For the past two years, the BNIC has partnered with the all-female bartending competition Speed Rack and the digital platform VinePair to host the Cognac Connection Challenge and received more than 220 creative cocktail recipe submissions from bartenders all over the U.S. “I’ve noticed that people are starting to utilize Cognac all year round,” says Ivy Mix, co-founder of Speed Rack and owner of the Latin spirits-focused bar Leyenda in Brooklyn, New York. “For a long time, it was summer equals Tequila, gin, and vodka, and fall/winter equals brandy and whisk(e)y. So it’s been nice to see people using Cognac in different ways. With the work that Speed Rack did for the BNIC, I was introduced to the Cognac and Tonic, which is my favorite thing to drink.”
Brands that Mix likes to use include Ferrand, Rémy Martin 1738, and Hardy. “Hardy Cognacs are fantastic, and it doesn’t hurt that the brand is operated and made by a woman [fifth-generation house head Bénédicte Hardy],” she says. “It’s really elegant, super tasty, and not too austere. I feel like sometimes people think that Cognac is this very austere thing and it doesn’t have to be. Cognac is also fun.”

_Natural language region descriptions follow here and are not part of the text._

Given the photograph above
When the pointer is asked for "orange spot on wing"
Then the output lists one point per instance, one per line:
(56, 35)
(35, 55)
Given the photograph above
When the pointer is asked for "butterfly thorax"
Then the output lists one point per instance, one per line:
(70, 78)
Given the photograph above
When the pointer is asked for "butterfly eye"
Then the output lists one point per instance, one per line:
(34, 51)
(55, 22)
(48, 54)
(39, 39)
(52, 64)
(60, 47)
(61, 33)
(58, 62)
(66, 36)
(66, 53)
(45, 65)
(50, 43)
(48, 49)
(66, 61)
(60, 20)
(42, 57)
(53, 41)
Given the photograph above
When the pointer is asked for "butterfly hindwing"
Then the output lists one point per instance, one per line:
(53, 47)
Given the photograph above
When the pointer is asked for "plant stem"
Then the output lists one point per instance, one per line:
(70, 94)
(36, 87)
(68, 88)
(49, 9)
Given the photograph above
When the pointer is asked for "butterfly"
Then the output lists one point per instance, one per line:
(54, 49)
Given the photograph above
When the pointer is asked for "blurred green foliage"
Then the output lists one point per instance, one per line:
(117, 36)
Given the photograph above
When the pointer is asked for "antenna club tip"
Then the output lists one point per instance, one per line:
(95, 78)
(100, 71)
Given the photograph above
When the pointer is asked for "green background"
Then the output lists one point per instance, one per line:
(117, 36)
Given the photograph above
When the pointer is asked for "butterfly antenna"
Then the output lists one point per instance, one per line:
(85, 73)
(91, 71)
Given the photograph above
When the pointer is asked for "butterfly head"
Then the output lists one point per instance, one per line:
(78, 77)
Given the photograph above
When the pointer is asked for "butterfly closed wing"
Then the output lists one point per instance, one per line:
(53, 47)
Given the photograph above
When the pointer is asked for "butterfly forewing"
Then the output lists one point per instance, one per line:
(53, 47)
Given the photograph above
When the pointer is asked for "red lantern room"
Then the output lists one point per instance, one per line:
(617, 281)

Though Leyenda specializes in Latin spirits, Mix says the bar does a lot of split-base drinks and is currently working on a cocktail that features Cognac mixed with Jamaican rum and Bourbon. “Cognac is really interesting because depending on how aged it is and its richness, Cognac can have a little bit of unctuousness, and it tends to elevate other spirits,” she explains. The Tavern at Hudson Yards in New York City also serves a split-base drink called the Death Avenue ($18), which comprises H by Hine VSOP Cognac, Diplomático Reserva Exclusivo rum, du Roulot l’Abricot apricot liqueur, Lustau Pedro Ximénez Sherry, Elisir Novalus Vino Alpine amaro, Infuse Sassafras bitters, and hickory smoke. “The Cognac gives the cocktail more backbone and really holds the rum together, along with the other key ingredients,” says Ryan Welliver, bar director at The Tavern. He adds that guests are becoming more informed about Cognac and are interested in trying different brands, such as Grateaud Essence des Borderies ($30 a 2-ounce pour).

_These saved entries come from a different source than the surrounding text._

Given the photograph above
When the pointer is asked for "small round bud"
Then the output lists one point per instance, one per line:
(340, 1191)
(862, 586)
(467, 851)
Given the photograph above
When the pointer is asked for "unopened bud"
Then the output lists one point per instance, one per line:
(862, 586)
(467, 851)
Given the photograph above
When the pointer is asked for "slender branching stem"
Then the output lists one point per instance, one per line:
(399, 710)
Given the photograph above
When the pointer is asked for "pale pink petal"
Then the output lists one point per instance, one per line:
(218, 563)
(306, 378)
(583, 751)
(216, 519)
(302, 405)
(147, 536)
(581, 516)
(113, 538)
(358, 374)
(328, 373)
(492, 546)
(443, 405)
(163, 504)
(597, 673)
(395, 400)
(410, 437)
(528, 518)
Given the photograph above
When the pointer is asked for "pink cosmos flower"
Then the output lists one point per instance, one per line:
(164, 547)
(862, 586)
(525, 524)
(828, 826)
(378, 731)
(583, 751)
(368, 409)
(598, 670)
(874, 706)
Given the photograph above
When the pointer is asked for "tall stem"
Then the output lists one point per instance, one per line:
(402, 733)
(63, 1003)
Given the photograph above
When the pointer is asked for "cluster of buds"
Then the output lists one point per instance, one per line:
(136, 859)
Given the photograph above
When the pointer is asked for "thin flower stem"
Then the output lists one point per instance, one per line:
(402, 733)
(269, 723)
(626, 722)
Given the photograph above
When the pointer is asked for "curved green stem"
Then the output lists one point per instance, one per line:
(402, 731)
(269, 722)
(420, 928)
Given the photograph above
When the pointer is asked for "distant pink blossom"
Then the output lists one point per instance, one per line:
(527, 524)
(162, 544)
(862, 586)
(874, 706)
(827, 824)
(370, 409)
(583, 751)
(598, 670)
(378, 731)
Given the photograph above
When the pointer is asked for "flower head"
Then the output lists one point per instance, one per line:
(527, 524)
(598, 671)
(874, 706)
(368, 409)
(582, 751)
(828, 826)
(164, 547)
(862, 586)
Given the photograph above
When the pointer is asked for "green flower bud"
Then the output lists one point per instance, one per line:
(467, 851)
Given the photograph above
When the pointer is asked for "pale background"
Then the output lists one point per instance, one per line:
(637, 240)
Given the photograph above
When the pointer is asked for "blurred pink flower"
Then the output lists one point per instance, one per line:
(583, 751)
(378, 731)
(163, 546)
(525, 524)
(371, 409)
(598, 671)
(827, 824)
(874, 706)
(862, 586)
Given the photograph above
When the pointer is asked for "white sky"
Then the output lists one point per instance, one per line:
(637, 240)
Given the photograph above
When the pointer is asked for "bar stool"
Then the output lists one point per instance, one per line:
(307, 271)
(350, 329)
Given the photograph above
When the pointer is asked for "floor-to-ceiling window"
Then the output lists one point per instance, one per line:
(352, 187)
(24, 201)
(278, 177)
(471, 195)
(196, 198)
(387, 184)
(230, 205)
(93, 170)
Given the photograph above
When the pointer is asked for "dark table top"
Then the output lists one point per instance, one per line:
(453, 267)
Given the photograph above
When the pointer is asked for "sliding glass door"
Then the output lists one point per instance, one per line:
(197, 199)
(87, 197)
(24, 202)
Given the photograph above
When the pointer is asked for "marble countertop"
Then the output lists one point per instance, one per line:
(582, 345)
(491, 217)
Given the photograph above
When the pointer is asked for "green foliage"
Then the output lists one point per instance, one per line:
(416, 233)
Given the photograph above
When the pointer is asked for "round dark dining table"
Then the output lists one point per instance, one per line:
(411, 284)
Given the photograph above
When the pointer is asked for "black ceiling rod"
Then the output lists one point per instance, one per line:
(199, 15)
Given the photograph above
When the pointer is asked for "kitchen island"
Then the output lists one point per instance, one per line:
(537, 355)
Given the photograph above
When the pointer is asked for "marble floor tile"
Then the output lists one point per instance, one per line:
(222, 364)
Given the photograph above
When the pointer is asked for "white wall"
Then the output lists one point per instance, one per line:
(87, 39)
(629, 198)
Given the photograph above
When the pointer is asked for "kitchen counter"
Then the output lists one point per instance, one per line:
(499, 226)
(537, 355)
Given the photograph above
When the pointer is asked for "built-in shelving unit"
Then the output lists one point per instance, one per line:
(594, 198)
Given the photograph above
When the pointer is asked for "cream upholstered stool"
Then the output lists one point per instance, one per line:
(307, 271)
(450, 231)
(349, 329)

Flavien Desoblin, owner of Brandy Library in New York City, notes a newfound curiosity about Cognac among his clientele as well. The category makes up 10% of spirits sales at the venue, which stocks roughly 57 different brands, and that percentage has remained steady in recent years. While cocktails like the Sidecar made with Rémy Martin VSOP ($22) and the Pods-de-Vie featuring Bache-Gabrielsen American Oak Cognac ($20) continue to be extremely popular at Brandy Library, Desoblin says sales of Cognac flights have increased significantly. The two flights that are ordered most often include the entry-level “Standards” ($45 for six ½-ounce pours) and the “Vintages” ($85), which features Jean Grosperrin 1989 26-yearold, Frapin 1994 24-year-old, Prunier 1992 20-year-old, Park Single Barrel Chai No. 8 Lot 1992-1994, Delamain 1981 30-year-old, and Fanny Fougerat “Le Laurier d’Apollon” 2010. “Vintages for Cognac are not a big thing, but people are interested in that flight,” he says. “It’s the limited-edition single malt Scotch kind of mentality that transpires.”
Desoblin believes the U.S. market is one that has yet to reach its full potential. “The U.S. is a very different country when it comes to appreciating Cognac,” he says. “The big guys are still trying to find out how they can tap into this new pool of consumers beyond drinkers of Hennessy V.S.”